I would like to note that the metal has now completed a sizeable bounce off that recent low but has run out of steam when it entered the $1475 - $1485 zone. In the process of so doing, it has carved out what is referred to in technical analysis jargon as a BEARISH PENNANT OR FLAG FORMATION. I have sketched the flag in heavy blue lines so that you can more readily see it. Normally this pattern forms after a steep drop in a stock or commodity which is followed by a mini uptrend. That uptrend then fails and the stock or commodity begins to move lower again.
Some TA analysts will use a break of the lower trend line formed on the actual flag portion of the pennant (think of a flag for a golf course hole and you will be able to visualize it better - In this case of a bearish flag it is an upside down golf course hole flag) - to validate the flag. That is an aggressive posture. I am much more conservative especially when you do get a recovery bounce of the nature and size that we saw occur in gold. I prefer to see the actual bottom of the flagstick taken out before confirming a flag. After all, a bounce off the recent low of some $160 is rather significant. Now, if gold had managed to claw its way back only to $1400 or so before failing, I would be a bit more aggressive but the size and extent of the buying down at that $1320- $1340 level was so strong that only the most aggressive of traders would want to call this flag validated merely because it drops through the lower trend line.
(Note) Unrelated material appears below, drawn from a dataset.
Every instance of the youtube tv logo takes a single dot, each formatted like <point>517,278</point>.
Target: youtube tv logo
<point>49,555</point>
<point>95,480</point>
Generally how these formations are used, whether it is a bullish flag or bearish flag, is to measure the length of the flagstick. In this case, that flagstick starts up near $1590 and extends to $1320 for a measurement of $270.
If we use the case of the aggressive trader who decides that a break of the lower trend line (the pennant) has validated the flag, that $270 then gets subtracted from the breakout point, approximately $1470 in this case, to give us a downside target for the next leg lower. That would yield a gold price near $1200 as a final target.
As just stated, I do not recognize a valid pattern here until the bottom near $1320 were to give way. Gold may never reach that point or it may. I simply do not know. If it did, then I would consider the pattern validated if that level failed to hold and would have to look for a gold price of $1320 - $270 = $1050.
Let's just hope that we do not get a violation of $1320!